João Viola: É preciso pensar na complexidade de promover o acesso equânime ao diagnóstico e tratamento do câncer num país ainda tão desigual
Para Viola, temos ainda, associada à questão econômica, o subfinanciamento do nosso sistema público de saúde, que nos desafia “trabalhar junto aos poderes constituídos, principalmente, o legislativo, a fim de dar sustentabilidade ao SUS, e promover mais acessibilidade à população que o utiliza”, avaliou.
Viola acrescentou que, aliado a isso, é preciso considerar a transição populacional pela qual passamos, pois “segundo os dados do Ministério da Saúde, câncer é a segunda causa de mortes no Brasil, e as projeções mostram que o envelhecimento da população, associado a outros fatores, levará possivelmente em 15 a 20 anos, o câncer a ser a primeira causa morte no país”, concluiu.

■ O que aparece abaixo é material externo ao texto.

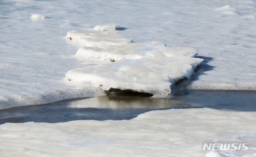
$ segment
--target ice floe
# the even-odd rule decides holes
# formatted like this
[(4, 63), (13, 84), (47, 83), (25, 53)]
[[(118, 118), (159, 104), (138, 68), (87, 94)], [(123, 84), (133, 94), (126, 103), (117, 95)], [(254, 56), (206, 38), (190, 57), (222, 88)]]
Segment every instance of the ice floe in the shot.
[(215, 10), (228, 10), (230, 11), (233, 11), (236, 10), (236, 9), (233, 7), (231, 5), (227, 5), (222, 7), (220, 7), (215, 9)]
[(38, 20), (44, 19), (47, 18), (47, 17), (44, 15), (38, 13), (32, 14), (30, 17), (30, 18), (33, 20)]
[(105, 31), (106, 30), (114, 30), (118, 29), (119, 28), (120, 24), (111, 23), (101, 25), (97, 25), (94, 27), (94, 29), (95, 30)]
[(197, 55), (193, 49), (169, 48), (156, 41), (131, 43), (130, 39), (105, 32), (72, 31), (67, 38), (83, 46), (75, 55), (80, 58), (112, 61), (70, 70), (66, 74), (67, 83), (79, 83), (106, 90), (113, 88), (169, 95), (172, 85), (189, 78), (203, 60), (193, 57)]

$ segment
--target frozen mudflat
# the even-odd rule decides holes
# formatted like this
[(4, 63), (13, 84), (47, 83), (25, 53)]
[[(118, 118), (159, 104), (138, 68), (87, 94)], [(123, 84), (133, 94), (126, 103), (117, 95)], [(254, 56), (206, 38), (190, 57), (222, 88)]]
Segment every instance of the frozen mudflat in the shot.
[[(148, 66), (151, 70), (160, 67), (159, 69), (166, 69), (164, 64), (170, 57), (164, 52), (160, 53), (161, 56), (146, 52), (172, 47), (197, 51), (197, 56), (181, 57), (181, 62), (184, 57), (194, 60), (191, 65), (188, 61), (177, 62), (190, 66), (185, 67), (187, 73), (178, 72), (182, 74), (181, 77), (193, 74), (190, 72), (195, 65), (192, 63), (204, 60), (192, 78), (181, 84), (182, 89), (255, 90), (256, 8), (256, 2), (250, 0), (1, 0), (0, 108), (105, 95), (102, 89), (107, 89), (110, 81), (115, 81), (116, 77), (108, 75), (106, 67), (103, 66), (115, 66), (108, 67), (111, 75), (120, 73), (124, 63), (132, 66), (133, 62), (136, 67)], [(49, 18), (31, 19), (31, 14), (36, 13)], [(113, 23), (120, 25), (115, 24), (114, 28), (113, 24), (105, 25)], [(96, 26), (98, 30), (94, 29)], [(84, 45), (97, 43), (91, 42), (91, 42), (82, 44), (82, 46), (87, 47), (82, 47), (79, 41), (66, 39), (67, 32), (72, 30), (115, 34), (120, 40), (111, 40), (104, 45), (100, 44), (101, 47), (91, 48)], [(154, 41), (160, 42), (154, 45)], [(134, 48), (122, 47), (121, 43), (124, 45), (133, 44)], [(150, 48), (142, 48), (146, 45)], [(155, 46), (164, 48), (155, 49)], [(130, 50), (131, 55), (114, 51), (119, 48)], [(152, 61), (150, 58), (154, 56), (164, 58), (164, 62)], [(95, 58), (88, 59), (89, 57)], [(140, 60), (140, 63), (148, 64), (139, 65), (136, 61)], [(127, 62), (122, 62), (125, 61)], [(151, 65), (151, 62), (157, 63), (157, 66)], [(136, 75), (132, 70), (126, 71), (126, 67), (121, 70), (128, 72), (127, 76)], [(145, 69), (138, 69), (150, 73)], [(104, 75), (100, 75), (101, 71), (105, 72)], [(75, 80), (78, 74), (81, 76), (94, 71), (97, 77), (94, 80), (104, 78), (107, 84), (95, 87), (96, 83), (91, 85)], [(168, 72), (155, 71), (159, 77), (153, 80), (153, 84), (161, 79), (159, 82), (165, 83), (166, 87), (166, 83), (173, 84), (172, 80), (175, 82), (174, 79), (178, 78), (171, 75), (168, 83), (165, 79), (169, 75), (162, 75)], [(72, 80), (68, 81), (67, 73), (67, 77), (75, 76), (70, 78)], [(142, 80), (138, 74), (123, 80), (128, 84), (130, 79), (131, 82)], [(117, 82), (121, 82), (120, 78), (116, 78)], [(169, 92), (170, 89), (167, 89), (164, 90)], [(181, 96), (185, 93), (180, 93)], [(207, 97), (214, 96), (210, 94)], [(207, 101), (203, 101), (208, 104)], [(222, 107), (225, 103), (220, 102), (218, 105)], [(23, 115), (20, 113), (15, 116)], [(129, 120), (5, 123), (0, 125), (0, 156), (208, 157), (217, 154), (215, 156), (255, 156), (255, 113), (209, 108), (172, 109), (150, 111)], [(246, 151), (202, 150), (205, 142), (223, 141), (250, 143), (250, 148)]]
[[(197, 50), (196, 57), (204, 60), (187, 89), (255, 90), (255, 1), (247, 0), (2, 0), (0, 107), (104, 95), (98, 86), (60, 82), (69, 71), (101, 63), (85, 60), (83, 53), (98, 49), (80, 48), (65, 39), (71, 30), (98, 32), (96, 26), (135, 43), (159, 41), (168, 48)], [(49, 18), (31, 20), (36, 13)]]
[[(256, 118), (254, 112), (204, 108), (155, 111), (129, 120), (6, 123), (0, 125), (0, 153), (5, 157), (254, 156)], [(246, 151), (202, 150), (204, 143), (230, 142), (250, 145)]]

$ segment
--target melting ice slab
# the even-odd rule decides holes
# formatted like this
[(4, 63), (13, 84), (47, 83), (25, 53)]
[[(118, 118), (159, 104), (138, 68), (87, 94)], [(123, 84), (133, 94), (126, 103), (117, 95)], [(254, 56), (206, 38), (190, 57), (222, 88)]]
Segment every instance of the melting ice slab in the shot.
[(118, 29), (120, 28), (120, 24), (115, 23), (108, 23), (108, 24), (97, 25), (94, 28), (95, 30), (104, 31), (106, 30), (114, 30)]
[(44, 19), (47, 18), (47, 17), (42, 14), (38, 13), (32, 14), (30, 17), (30, 18), (33, 20), (38, 20)]
[(86, 84), (106, 90), (112, 88), (169, 95), (171, 85), (190, 77), (203, 61), (193, 57), (197, 55), (194, 49), (169, 48), (159, 41), (132, 43), (119, 35), (78, 31), (68, 32), (67, 37), (82, 47), (75, 55), (80, 59), (106, 61), (69, 71), (68, 83)]

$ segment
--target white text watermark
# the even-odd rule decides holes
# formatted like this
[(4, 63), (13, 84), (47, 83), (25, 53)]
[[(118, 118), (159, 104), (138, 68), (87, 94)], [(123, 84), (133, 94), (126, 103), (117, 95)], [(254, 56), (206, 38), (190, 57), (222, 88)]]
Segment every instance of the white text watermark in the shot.
[(246, 151), (248, 147), (246, 145), (249, 144), (204, 144), (203, 150), (206, 148), (208, 151)]

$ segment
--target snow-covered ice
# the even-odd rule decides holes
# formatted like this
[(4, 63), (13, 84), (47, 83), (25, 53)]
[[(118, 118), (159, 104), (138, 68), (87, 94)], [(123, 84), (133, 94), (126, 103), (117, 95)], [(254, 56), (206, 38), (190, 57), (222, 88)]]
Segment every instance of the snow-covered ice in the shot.
[[(132, 38), (130, 44), (137, 47), (145, 45), (137, 44), (152, 45), (159, 41), (166, 44), (166, 48), (197, 50), (196, 57), (204, 61), (200, 73), (189, 81), (188, 89), (256, 90), (255, 1), (112, 2), (1, 1), (0, 108), (104, 94), (98, 87), (69, 86), (60, 80), (72, 69), (96, 66), (105, 62), (101, 60), (104, 57), (112, 58), (111, 49), (122, 46), (109, 41), (114, 45), (107, 49), (80, 47), (75, 39), (73, 42), (65, 39), (67, 32), (76, 30), (114, 34), (126, 44)], [(49, 18), (31, 20), (31, 14), (35, 13)], [(94, 30), (96, 26), (109, 30)], [(102, 52), (100, 49), (104, 53), (97, 52)], [(120, 57), (145, 59), (145, 54), (135, 54), (146, 51), (132, 50), (134, 54), (130, 56), (119, 55), (112, 63), (117, 64)], [(86, 59), (91, 57), (98, 59)], [(55, 91), (61, 92), (57, 94)]]
[(107, 24), (97, 25), (95, 27), (94, 29), (95, 30), (105, 31), (106, 30), (114, 30), (118, 29), (120, 28), (120, 24), (115, 23), (108, 23)]
[(83, 46), (77, 57), (112, 61), (69, 71), (67, 83), (75, 82), (106, 90), (113, 88), (170, 95), (172, 84), (190, 78), (203, 60), (193, 57), (197, 54), (193, 49), (168, 48), (155, 41), (130, 43), (131, 39), (113, 34), (72, 31), (67, 38)]
[(42, 14), (36, 13), (32, 14), (30, 17), (30, 18), (33, 20), (38, 20), (39, 19), (44, 19), (47, 18), (46, 16)]
[[(254, 112), (208, 108), (150, 111), (131, 120), (0, 126), (1, 157), (241, 157), (256, 151)], [(204, 143), (249, 143), (246, 151)]]

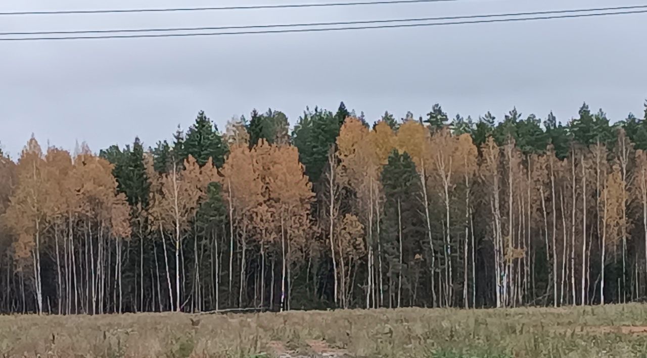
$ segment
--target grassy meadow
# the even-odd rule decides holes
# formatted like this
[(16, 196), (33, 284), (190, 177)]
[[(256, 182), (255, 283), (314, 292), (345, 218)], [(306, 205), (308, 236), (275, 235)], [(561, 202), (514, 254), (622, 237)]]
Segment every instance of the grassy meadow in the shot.
[(647, 305), (0, 316), (0, 357), (647, 357)]

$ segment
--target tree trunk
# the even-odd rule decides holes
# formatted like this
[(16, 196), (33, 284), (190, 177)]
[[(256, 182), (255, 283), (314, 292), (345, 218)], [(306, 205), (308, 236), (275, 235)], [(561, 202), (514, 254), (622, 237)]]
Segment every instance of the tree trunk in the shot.
[(402, 301), (402, 268), (404, 267), (404, 263), (402, 262), (402, 209), (401, 203), (400, 201), (400, 198), (398, 198), (398, 243), (400, 245), (399, 254), (400, 254), (400, 268), (398, 270), (398, 308), (400, 308), (400, 304)]
[(556, 243), (556, 212), (555, 210), (555, 201), (557, 198), (555, 196), (555, 172), (553, 167), (553, 161), (554, 158), (551, 154), (551, 190), (552, 196), (551, 201), (553, 202), (553, 306), (557, 307), (557, 243)]
[(54, 237), (56, 247), (56, 300), (58, 306), (58, 309), (56, 311), (56, 313), (58, 314), (61, 314), (62, 308), (61, 307), (61, 304), (63, 301), (61, 295), (63, 288), (61, 287), (61, 281), (63, 279), (61, 277), (61, 261), (58, 254), (58, 225), (56, 225), (54, 228)]
[(600, 270), (601, 278), (600, 281), (600, 304), (604, 304), (604, 266), (606, 257), (605, 257), (606, 250), (606, 222), (607, 222), (607, 190), (604, 190), (604, 218), (602, 222), (602, 257), (600, 261)]
[[(641, 194), (642, 196), (642, 229), (644, 234), (645, 267), (647, 268), (647, 184), (646, 184), (645, 168), (641, 171)], [(645, 286), (647, 287), (647, 285)], [(646, 293), (647, 294), (647, 293)]]
[(573, 204), (571, 207), (571, 215), (573, 217), (571, 218), (572, 221), (571, 222), (571, 298), (573, 299), (572, 303), (573, 306), (577, 304), (577, 302), (575, 301), (575, 206), (576, 206), (576, 197), (575, 197), (575, 154), (573, 152), (572, 155), (573, 161), (571, 163), (571, 175), (573, 176), (573, 186), (571, 190), (573, 190)]
[(229, 187), (229, 296), (232, 295), (232, 282), (234, 274), (234, 204), (232, 203), (232, 181), (227, 180)]
[(36, 220), (36, 247), (33, 250), (34, 254), (34, 278), (36, 291), (36, 312), (43, 313), (43, 288), (41, 284), (40, 266), (40, 223)]
[[(332, 155), (329, 155), (328, 158), (328, 163), (330, 165), (330, 175), (329, 175), (328, 181), (328, 188), (329, 190), (329, 200), (330, 206), (328, 208), (328, 219), (330, 221), (330, 225), (329, 226), (328, 230), (328, 239), (330, 241), (330, 254), (331, 257), (333, 258), (333, 272), (334, 274), (334, 304), (337, 305), (338, 302), (338, 298), (337, 293), (337, 288), (339, 286), (337, 279), (337, 263), (334, 258), (334, 246), (333, 244), (333, 224), (334, 222), (334, 219), (333, 215), (334, 215), (334, 163), (333, 161)], [(281, 307), (282, 308), (282, 307)]]
[[(432, 237), (432, 221), (429, 215), (429, 199), (427, 197), (427, 183), (426, 183), (426, 175), (424, 170), (424, 161), (421, 159), (420, 160), (420, 185), (422, 188), (422, 199), (424, 200), (424, 217), (427, 224), (427, 236), (429, 239), (429, 249), (432, 254), (432, 306), (436, 306), (436, 290), (435, 290), (435, 273), (434, 271), (434, 266), (435, 266), (435, 254), (433, 252), (433, 240)], [(379, 221), (379, 220), (378, 220)], [(381, 257), (380, 257), (381, 259)], [(381, 272), (381, 268), (380, 268)], [(381, 287), (381, 283), (380, 283)]]
[(281, 312), (285, 309), (285, 230), (283, 228), (283, 213), (281, 213), (281, 250), (282, 252), (283, 267), (281, 273)]
[(168, 269), (168, 255), (166, 253), (166, 239), (164, 239), (164, 230), (162, 228), (162, 224), (160, 223), (160, 235), (162, 236), (162, 247), (164, 248), (164, 262), (166, 270), (166, 283), (168, 285), (168, 304), (171, 311), (175, 311), (173, 303), (173, 289), (171, 287), (171, 275)]
[(582, 161), (582, 306), (586, 304), (586, 173), (585, 172), (586, 165), (584, 164), (584, 157), (580, 159)]

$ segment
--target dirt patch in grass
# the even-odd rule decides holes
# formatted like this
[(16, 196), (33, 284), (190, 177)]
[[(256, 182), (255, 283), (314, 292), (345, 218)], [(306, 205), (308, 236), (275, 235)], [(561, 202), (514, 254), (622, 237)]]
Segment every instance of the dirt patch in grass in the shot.
[(584, 330), (589, 333), (647, 335), (647, 326), (598, 326), (584, 327)]

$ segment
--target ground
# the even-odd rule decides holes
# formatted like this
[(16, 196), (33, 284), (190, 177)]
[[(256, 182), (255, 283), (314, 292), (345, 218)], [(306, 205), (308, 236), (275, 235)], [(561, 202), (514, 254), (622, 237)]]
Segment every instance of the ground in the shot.
[(0, 357), (647, 357), (647, 305), (0, 316)]

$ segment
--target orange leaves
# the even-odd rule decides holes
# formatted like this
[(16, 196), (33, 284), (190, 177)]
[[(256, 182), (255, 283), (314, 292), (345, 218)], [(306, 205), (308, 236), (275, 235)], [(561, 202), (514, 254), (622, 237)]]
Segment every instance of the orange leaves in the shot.
[[(280, 237), (283, 217), (294, 241), (309, 226), (313, 194), (296, 147), (261, 140), (250, 150), (234, 144), (223, 167), (223, 192), (239, 225), (254, 228), (261, 242)], [(303, 234), (303, 233), (302, 233)]]
[(398, 130), (397, 147), (400, 152), (406, 152), (419, 171), (428, 167), (432, 157), (431, 135), (429, 130), (415, 121), (408, 121)]
[(126, 195), (120, 194), (116, 196), (110, 210), (110, 220), (113, 234), (118, 237), (129, 238), (131, 235), (130, 208), (126, 201)]
[[(176, 230), (184, 228), (195, 215), (200, 199), (206, 195), (207, 186), (215, 180), (215, 171), (209, 160), (201, 168), (189, 155), (184, 169), (177, 171), (173, 168), (159, 177), (159, 181), (153, 186), (159, 188), (159, 192), (154, 193), (154, 212), (164, 226)], [(176, 234), (177, 238), (179, 233)]]
[(358, 259), (366, 252), (364, 243), (364, 226), (356, 216), (347, 214), (336, 226), (337, 247), (342, 258)]

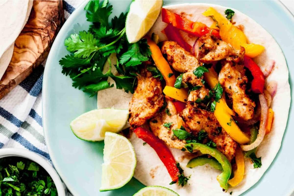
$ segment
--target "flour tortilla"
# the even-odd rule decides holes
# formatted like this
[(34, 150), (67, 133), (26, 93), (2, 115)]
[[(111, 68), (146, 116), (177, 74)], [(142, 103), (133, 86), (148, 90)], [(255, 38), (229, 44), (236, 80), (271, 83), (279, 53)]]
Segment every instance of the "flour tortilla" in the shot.
[[(9, 9), (19, 9), (20, 8), (20, 7), (18, 6), (18, 5), (17, 5), (16, 4), (20, 3), (18, 1), (9, 0), (8, 1), (9, 1), (9, 2), (7, 2), (7, 1), (4, 1), (1, 2), (1, 4), (0, 4), (0, 13), (3, 14), (4, 15), (5, 14), (7, 14), (7, 16), (9, 16), (8, 14), (8, 13), (9, 12)], [(8, 35), (9, 36), (8, 37), (9, 38), (8, 38), (7, 37), (6, 37), (6, 42), (3, 42), (3, 45), (2, 44), (2, 38), (3, 39), (3, 40), (4, 40), (4, 37), (0, 38), (0, 42), (1, 42), (1, 47), (0, 47), (0, 57), (1, 57), (0, 58), (0, 78), (2, 78), (2, 76), (3, 76), (3, 75), (4, 74), (6, 69), (7, 68), (7, 67), (9, 65), (9, 63), (10, 62), (10, 60), (11, 60), (11, 58), (12, 56), (12, 55), (13, 54), (14, 41), (16, 39), (16, 38), (17, 38), (19, 35), (19, 33), (24, 28), (24, 27), (26, 23), (26, 22), (28, 21), (28, 19), (29, 19), (29, 16), (30, 14), (31, 13), (31, 9), (32, 7), (33, 6), (33, 1), (26, 1), (22, 0), (21, 1), (22, 1), (21, 3), (19, 4), (20, 4), (20, 5), (24, 5), (23, 4), (25, 4), (26, 2), (26, 3), (27, 5), (26, 4), (26, 5), (27, 7), (25, 15), (24, 15), (23, 14), (23, 13), (22, 12), (22, 11), (24, 10), (25, 7), (24, 8), (21, 8), (21, 11), (20, 10), (20, 12), (15, 11), (16, 10), (17, 10), (18, 11), (19, 10), (14, 10), (13, 11), (12, 11), (12, 9), (10, 10), (10, 11), (11, 12), (10, 12), (11, 13), (14, 13), (12, 15), (14, 16), (11, 16), (11, 14), (10, 15), (11, 15), (9, 17), (9, 18), (11, 20), (9, 21), (5, 20), (6, 20), (6, 18), (5, 17), (3, 18), (0, 19), (0, 29), (4, 29), (3, 31), (1, 31), (1, 33), (2, 33), (2, 32), (4, 32), (4, 36), (7, 36)], [(13, 6), (9, 7), (9, 6), (12, 5)], [(17, 5), (18, 6), (16, 7), (16, 6)], [(3, 11), (3, 10), (5, 10), (4, 9), (9, 9), (6, 10), (6, 12), (2, 12)], [(1, 18), (2, 17), (1, 16)], [(22, 19), (21, 18), (22, 17), (24, 17), (24, 18)], [(9, 23), (11, 22), (12, 23)], [(20, 27), (21, 27), (19, 29), (20, 30), (16, 29), (21, 24), (21, 26)], [(13, 26), (15, 25), (16, 29), (13, 29)], [(11, 30), (12, 29), (10, 29), (11, 27), (13, 28), (12, 29), (13, 30)], [(12, 31), (9, 32), (9, 30)], [(16, 33), (19, 32), (18, 34), (16, 34), (16, 33), (14, 33), (14, 31), (15, 31)], [(14, 33), (12, 33), (12, 35), (11, 35), (12, 32), (13, 32)], [(6, 47), (6, 44), (8, 44), (10, 42), (11, 42), (12, 43), (11, 43), (11, 45), (10, 45), (10, 46), (9, 46), (8, 48), (7, 48), (7, 49), (4, 49), (5, 47)], [(2, 54), (1, 52), (3, 52), (2, 50), (6, 50), (4, 51)]]
[[(205, 4), (183, 4), (165, 8), (178, 14), (184, 13), (185, 16), (188, 19), (194, 21), (201, 22), (209, 26), (213, 23), (212, 19), (203, 16), (202, 13), (209, 7), (213, 7), (224, 16), (225, 10), (228, 9)], [(273, 100), (272, 106), (275, 112), (274, 120), (271, 132), (265, 136), (256, 153), (257, 157), (262, 157), (262, 166), (260, 168), (253, 169), (253, 164), (249, 159), (245, 158), (244, 179), (239, 185), (229, 188), (225, 193), (222, 191), (216, 180), (216, 176), (220, 173), (219, 171), (207, 164), (192, 169), (188, 168), (186, 165), (192, 158), (191, 154), (178, 149), (170, 148), (176, 160), (180, 163), (184, 170), (185, 175), (191, 176), (188, 184), (184, 187), (176, 184), (169, 185), (171, 180), (155, 151), (148, 144), (143, 145), (144, 142), (133, 134), (130, 140), (135, 148), (137, 160), (134, 176), (146, 186), (164, 186), (177, 192), (181, 196), (227, 196), (231, 191), (233, 192), (234, 195), (239, 195), (258, 181), (268, 168), (280, 149), (287, 124), (291, 99), (286, 61), (281, 49), (269, 33), (248, 16), (235, 9), (231, 9), (235, 12), (233, 20), (236, 22), (235, 25), (244, 25), (244, 32), (248, 41), (251, 43), (261, 44), (265, 47), (265, 51), (255, 58), (254, 61), (263, 70), (268, 63), (272, 63), (272, 60), (275, 61), (274, 69), (266, 80), (267, 84), (272, 81), (275, 81), (278, 83), (277, 93)], [(166, 26), (166, 24), (161, 21), (161, 15), (149, 33), (151, 34), (154, 32), (158, 34), (160, 41), (166, 40), (166, 37), (161, 32)], [(186, 33), (182, 33), (185, 39), (193, 45), (195, 38), (190, 38)]]

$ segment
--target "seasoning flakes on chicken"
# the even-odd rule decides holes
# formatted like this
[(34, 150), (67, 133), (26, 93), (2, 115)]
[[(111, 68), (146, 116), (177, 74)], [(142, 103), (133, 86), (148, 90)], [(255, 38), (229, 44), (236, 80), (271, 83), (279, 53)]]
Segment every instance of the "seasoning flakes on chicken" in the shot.
[(191, 130), (193, 135), (196, 135), (199, 131), (204, 130), (207, 133), (208, 138), (216, 144), (216, 149), (229, 160), (234, 158), (237, 143), (221, 129), (213, 113), (198, 108), (197, 104), (189, 101), (181, 116), (184, 126)]
[[(165, 109), (158, 112), (150, 120), (150, 128), (155, 135), (170, 147), (182, 149), (185, 147), (186, 143), (184, 140), (173, 137), (173, 133), (172, 130), (179, 128), (183, 124), (183, 120), (177, 113), (173, 102), (168, 100), (166, 101), (166, 108), (169, 110), (169, 114), (170, 115), (166, 112)], [(165, 124), (166, 126), (164, 126), (165, 123), (167, 123)], [(168, 125), (170, 126), (167, 127)]]
[(131, 126), (138, 127), (153, 117), (163, 103), (162, 88), (158, 78), (151, 72), (141, 69), (137, 77), (138, 84), (129, 105)]
[(255, 103), (245, 92), (248, 80), (244, 66), (225, 61), (218, 75), (220, 83), (233, 100), (233, 109), (244, 120), (251, 119)]
[(235, 51), (229, 44), (210, 34), (200, 38), (197, 42), (196, 53), (201, 62), (213, 63), (225, 59), (236, 63), (243, 60), (245, 50), (243, 47), (240, 51)]

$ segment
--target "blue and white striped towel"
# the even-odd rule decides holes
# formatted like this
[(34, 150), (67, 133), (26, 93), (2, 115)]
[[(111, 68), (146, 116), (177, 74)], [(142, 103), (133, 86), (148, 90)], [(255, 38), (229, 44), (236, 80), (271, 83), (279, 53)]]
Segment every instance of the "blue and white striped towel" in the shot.
[[(66, 19), (83, 1), (63, 1)], [(43, 64), (0, 100), (0, 148), (27, 149), (50, 160), (41, 116)]]

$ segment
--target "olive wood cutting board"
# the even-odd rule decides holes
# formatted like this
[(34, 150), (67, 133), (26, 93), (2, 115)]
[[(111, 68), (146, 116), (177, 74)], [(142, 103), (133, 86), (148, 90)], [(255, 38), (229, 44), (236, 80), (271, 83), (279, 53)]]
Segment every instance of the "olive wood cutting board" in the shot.
[(47, 58), (64, 21), (62, 1), (34, 1), (28, 21), (14, 43), (13, 54), (0, 81), (0, 99)]

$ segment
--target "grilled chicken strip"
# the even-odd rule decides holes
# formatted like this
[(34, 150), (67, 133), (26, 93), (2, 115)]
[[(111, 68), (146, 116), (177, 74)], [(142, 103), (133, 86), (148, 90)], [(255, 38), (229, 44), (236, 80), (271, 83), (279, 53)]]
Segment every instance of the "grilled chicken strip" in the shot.
[(138, 84), (129, 105), (129, 122), (134, 128), (145, 124), (163, 103), (162, 88), (159, 79), (154, 78), (146, 68), (141, 69), (137, 78)]
[(245, 75), (244, 66), (226, 61), (218, 75), (218, 80), (233, 100), (233, 109), (239, 116), (247, 120), (254, 114), (255, 103), (245, 92), (248, 79)]
[(210, 34), (200, 37), (197, 42), (196, 55), (202, 63), (213, 63), (225, 59), (235, 63), (243, 61), (242, 54), (245, 51), (243, 47), (240, 51), (235, 51), (230, 45)]
[(191, 130), (194, 135), (204, 130), (208, 137), (216, 144), (216, 149), (230, 161), (234, 158), (237, 144), (226, 133), (221, 129), (213, 113), (198, 108), (193, 101), (187, 103), (186, 108), (181, 115), (184, 126)]
[[(171, 101), (167, 100), (166, 108), (169, 110), (171, 115), (168, 115), (164, 110), (158, 113), (149, 122), (151, 130), (156, 136), (165, 142), (171, 148), (181, 149), (186, 144), (184, 140), (173, 137), (173, 129), (179, 128), (183, 124), (182, 118), (177, 113), (173, 104)], [(165, 123), (172, 123), (169, 128), (163, 126)]]
[[(209, 91), (205, 88), (201, 81), (203, 77), (198, 78), (193, 71), (200, 66), (197, 59), (189, 52), (182, 48), (176, 42), (171, 41), (165, 41), (163, 42), (161, 46), (161, 52), (167, 56), (169, 63), (176, 71), (184, 73), (183, 76), (183, 82), (190, 83), (194, 86), (202, 86), (199, 89), (191, 92), (189, 100), (196, 100), (193, 99), (192, 96), (195, 94), (198, 96), (200, 95), (201, 99), (204, 98), (206, 95), (208, 95)], [(195, 91), (195, 92), (193, 92)]]

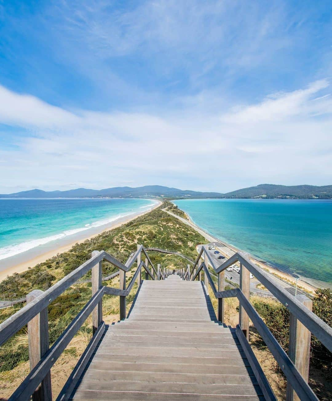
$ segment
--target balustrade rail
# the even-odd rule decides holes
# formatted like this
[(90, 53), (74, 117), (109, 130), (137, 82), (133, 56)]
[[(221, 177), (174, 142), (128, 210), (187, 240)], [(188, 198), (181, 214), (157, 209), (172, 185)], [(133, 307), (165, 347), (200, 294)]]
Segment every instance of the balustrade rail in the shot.
[[(201, 261), (202, 259), (203, 261)], [(238, 261), (240, 263), (240, 288), (225, 291), (225, 271)], [(218, 275), (217, 289), (209, 271), (209, 265), (213, 271)], [(219, 321), (224, 322), (225, 298), (234, 297), (239, 300), (239, 322), (236, 327), (236, 333), (248, 359), (250, 359), (250, 351), (252, 352), (248, 342), (250, 319), (287, 379), (287, 399), (318, 399), (308, 384), (310, 334), (313, 334), (332, 352), (332, 328), (312, 311), (312, 301), (304, 295), (294, 296), (290, 294), (280, 287), (263, 269), (253, 263), (246, 254), (239, 252), (219, 266), (216, 266), (206, 247), (203, 246), (191, 271), (188, 265), (186, 269), (178, 271), (178, 274), (183, 280), (194, 280), (199, 276), (200, 281), (202, 272), (204, 272), (204, 284), (207, 290), (209, 285), (218, 300)], [(289, 355), (283, 349), (249, 301), (250, 273), (290, 311)], [(261, 369), (260, 367), (257, 369)], [(256, 373), (256, 378), (259, 382), (262, 375), (257, 372)], [(269, 386), (264, 386), (264, 383), (260, 384), (266, 398), (272, 399), (272, 395), (269, 392), (270, 390)]]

Além de Nelson Teich, Luiz Augusto Maltoni Jr, João Viola e os coordenadores do grupo de pesquisa José Gomes Temporão e Luiz Antonio Santini, a oficina contou com a participação do secretário executivo do CEE Marco Nascimento; a coordenadora de pesquisa do Observatório de Oncologia do Movimento Todos Juntos Contra o Câncer (TJCC), Nina Melo; a pesquisadora Maria Beatriz Kneipp Dias, do Inca; o oncologista Pedro Henrique de Souza, da Onco Clínicas e Fabio Fedozzi diretor geral da Associação Brasileira de Linfoma e Leucemia (Abrale). Estiveram presentes, ainda, os pesquisadores do CEE, Joyce Schramm, Mirian Cohen e Fernando Bessa.